Наверно, он и характером похож на Виктора Юлиуса Радомира. Хоть немного. Недаром столько времени продержался тогда в доме.
Ох нет! Он же обещал себе не думать сейчас про это…
А все же недаром, видимо, перешло к нему второе имя отца — Юлиус. А полностью — Матвей Юлиус Радомир. Так его именуют в лицее. Лишь Кантор говорит иногда мягче: «Матиуш». Но и Кантор, скорее всего, не знает, что лицеист Радомир — Ежики. Никто здесь не знает. А в школе про него, наверно, уже не вспоминают. И Ярик далеко. А мамы нет, нет, нет.
Разве так бывает, что был человек, и теперь нет его совсем? Значит, бывает.
Сколько времени прошло? Чуть больше года. А кажется — сто лет.

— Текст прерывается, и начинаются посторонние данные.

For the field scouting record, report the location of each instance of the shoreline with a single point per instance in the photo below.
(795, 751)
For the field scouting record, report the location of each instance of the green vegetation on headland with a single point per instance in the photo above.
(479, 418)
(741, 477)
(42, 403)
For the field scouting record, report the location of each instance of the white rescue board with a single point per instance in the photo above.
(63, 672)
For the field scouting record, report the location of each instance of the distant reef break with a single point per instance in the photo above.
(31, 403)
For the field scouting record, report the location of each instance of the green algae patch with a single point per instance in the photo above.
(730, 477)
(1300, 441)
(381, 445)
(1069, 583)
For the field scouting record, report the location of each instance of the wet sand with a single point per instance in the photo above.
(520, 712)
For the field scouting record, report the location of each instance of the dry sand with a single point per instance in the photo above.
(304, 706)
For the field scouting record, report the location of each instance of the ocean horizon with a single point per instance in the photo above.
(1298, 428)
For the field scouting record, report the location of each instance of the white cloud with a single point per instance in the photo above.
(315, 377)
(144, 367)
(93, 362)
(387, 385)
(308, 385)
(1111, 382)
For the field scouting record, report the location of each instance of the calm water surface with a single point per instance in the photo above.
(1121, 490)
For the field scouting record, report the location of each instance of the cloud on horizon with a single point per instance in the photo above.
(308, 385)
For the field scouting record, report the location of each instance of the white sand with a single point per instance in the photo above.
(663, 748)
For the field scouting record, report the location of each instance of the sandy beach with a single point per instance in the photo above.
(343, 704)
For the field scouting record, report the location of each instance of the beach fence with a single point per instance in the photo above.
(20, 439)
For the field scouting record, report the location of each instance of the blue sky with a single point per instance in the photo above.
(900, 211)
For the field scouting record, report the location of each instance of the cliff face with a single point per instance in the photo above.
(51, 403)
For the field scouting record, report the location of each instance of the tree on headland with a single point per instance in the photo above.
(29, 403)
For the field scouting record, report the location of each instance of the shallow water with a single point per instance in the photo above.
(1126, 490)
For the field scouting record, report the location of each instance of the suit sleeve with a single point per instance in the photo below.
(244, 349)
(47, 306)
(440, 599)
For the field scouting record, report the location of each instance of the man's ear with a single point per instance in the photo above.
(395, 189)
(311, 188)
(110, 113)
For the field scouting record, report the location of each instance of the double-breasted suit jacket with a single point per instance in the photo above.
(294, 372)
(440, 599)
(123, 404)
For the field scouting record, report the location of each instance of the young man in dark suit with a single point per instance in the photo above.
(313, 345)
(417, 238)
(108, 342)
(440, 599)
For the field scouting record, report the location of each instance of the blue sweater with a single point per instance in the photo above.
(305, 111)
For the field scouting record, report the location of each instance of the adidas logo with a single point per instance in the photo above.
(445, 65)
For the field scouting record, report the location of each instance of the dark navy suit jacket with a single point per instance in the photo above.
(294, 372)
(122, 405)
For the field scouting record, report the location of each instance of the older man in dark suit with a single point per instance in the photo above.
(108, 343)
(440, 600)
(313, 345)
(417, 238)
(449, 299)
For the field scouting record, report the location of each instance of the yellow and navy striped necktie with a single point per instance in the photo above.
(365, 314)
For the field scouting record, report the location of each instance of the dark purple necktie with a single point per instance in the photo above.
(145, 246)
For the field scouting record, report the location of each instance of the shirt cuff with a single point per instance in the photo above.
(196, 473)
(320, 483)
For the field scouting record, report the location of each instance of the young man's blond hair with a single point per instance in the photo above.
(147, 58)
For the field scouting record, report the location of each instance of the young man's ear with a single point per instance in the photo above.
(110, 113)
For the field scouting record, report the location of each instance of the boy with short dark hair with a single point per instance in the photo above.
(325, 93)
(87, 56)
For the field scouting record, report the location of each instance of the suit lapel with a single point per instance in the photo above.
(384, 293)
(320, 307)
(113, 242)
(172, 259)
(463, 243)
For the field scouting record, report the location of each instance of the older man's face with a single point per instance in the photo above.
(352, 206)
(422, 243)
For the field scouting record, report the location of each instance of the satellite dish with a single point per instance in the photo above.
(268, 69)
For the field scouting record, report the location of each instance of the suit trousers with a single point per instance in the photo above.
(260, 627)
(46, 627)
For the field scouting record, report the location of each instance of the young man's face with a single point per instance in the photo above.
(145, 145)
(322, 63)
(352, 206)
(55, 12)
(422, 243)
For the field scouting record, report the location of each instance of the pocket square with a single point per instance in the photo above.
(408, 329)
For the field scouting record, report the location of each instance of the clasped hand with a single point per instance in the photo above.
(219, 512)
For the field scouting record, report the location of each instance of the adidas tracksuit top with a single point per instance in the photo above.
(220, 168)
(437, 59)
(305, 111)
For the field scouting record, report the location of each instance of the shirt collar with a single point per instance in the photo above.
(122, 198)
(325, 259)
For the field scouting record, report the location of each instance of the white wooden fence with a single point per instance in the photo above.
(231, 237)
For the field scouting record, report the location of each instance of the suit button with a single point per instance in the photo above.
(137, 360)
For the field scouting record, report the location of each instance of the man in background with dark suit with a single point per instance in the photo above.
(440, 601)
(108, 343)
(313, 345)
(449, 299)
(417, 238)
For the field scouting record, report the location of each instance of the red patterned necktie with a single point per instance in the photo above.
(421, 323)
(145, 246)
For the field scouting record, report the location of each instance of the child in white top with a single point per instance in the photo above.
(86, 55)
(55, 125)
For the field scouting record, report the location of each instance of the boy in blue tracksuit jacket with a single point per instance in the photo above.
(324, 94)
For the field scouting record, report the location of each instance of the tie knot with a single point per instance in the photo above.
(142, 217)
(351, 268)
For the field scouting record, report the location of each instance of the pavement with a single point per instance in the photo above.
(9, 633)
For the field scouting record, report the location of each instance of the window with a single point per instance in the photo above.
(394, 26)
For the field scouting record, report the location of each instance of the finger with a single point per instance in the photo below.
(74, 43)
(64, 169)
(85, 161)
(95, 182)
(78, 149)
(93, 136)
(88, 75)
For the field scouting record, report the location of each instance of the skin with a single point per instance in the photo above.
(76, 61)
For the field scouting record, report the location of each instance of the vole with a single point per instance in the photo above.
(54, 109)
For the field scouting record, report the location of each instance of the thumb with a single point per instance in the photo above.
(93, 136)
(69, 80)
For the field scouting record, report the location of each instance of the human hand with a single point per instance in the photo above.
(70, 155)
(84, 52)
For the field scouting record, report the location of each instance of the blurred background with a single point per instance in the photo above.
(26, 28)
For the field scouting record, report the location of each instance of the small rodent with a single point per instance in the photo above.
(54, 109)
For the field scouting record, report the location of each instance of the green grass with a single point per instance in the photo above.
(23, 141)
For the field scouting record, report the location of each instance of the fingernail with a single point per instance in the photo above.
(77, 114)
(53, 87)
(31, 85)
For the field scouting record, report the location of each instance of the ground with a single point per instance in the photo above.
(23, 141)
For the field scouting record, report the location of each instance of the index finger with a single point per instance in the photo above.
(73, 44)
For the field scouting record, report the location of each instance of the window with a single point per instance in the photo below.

А тоска не уходит. И когда совсем уже невмочь, остается одно: бежать из лицея, садиться в хвостовой вагон и слушать Голос.
— Осторожно, двери закрываются. Следующая станция…
«Знаю, мама, знаю. Площадь Карнавалов». Голос настоящий, знакомый до последней крошечной нотки. Но он не скажет ничего нового.
… — Следующая станция — Якорное поле.
Его тряхнуло — нервно и жестко. Словно голой рукой задел открытые контакты блока питания в домашнем комбайне «Уют». (Уют уютом, а трахнет так, что озноб в каждой клеточке тела и волосы торчком.)
Он коротко вздохнул, замер. Не от испуга, от неожиданности. Но… и от испуга тоже. Хотя чего бояться?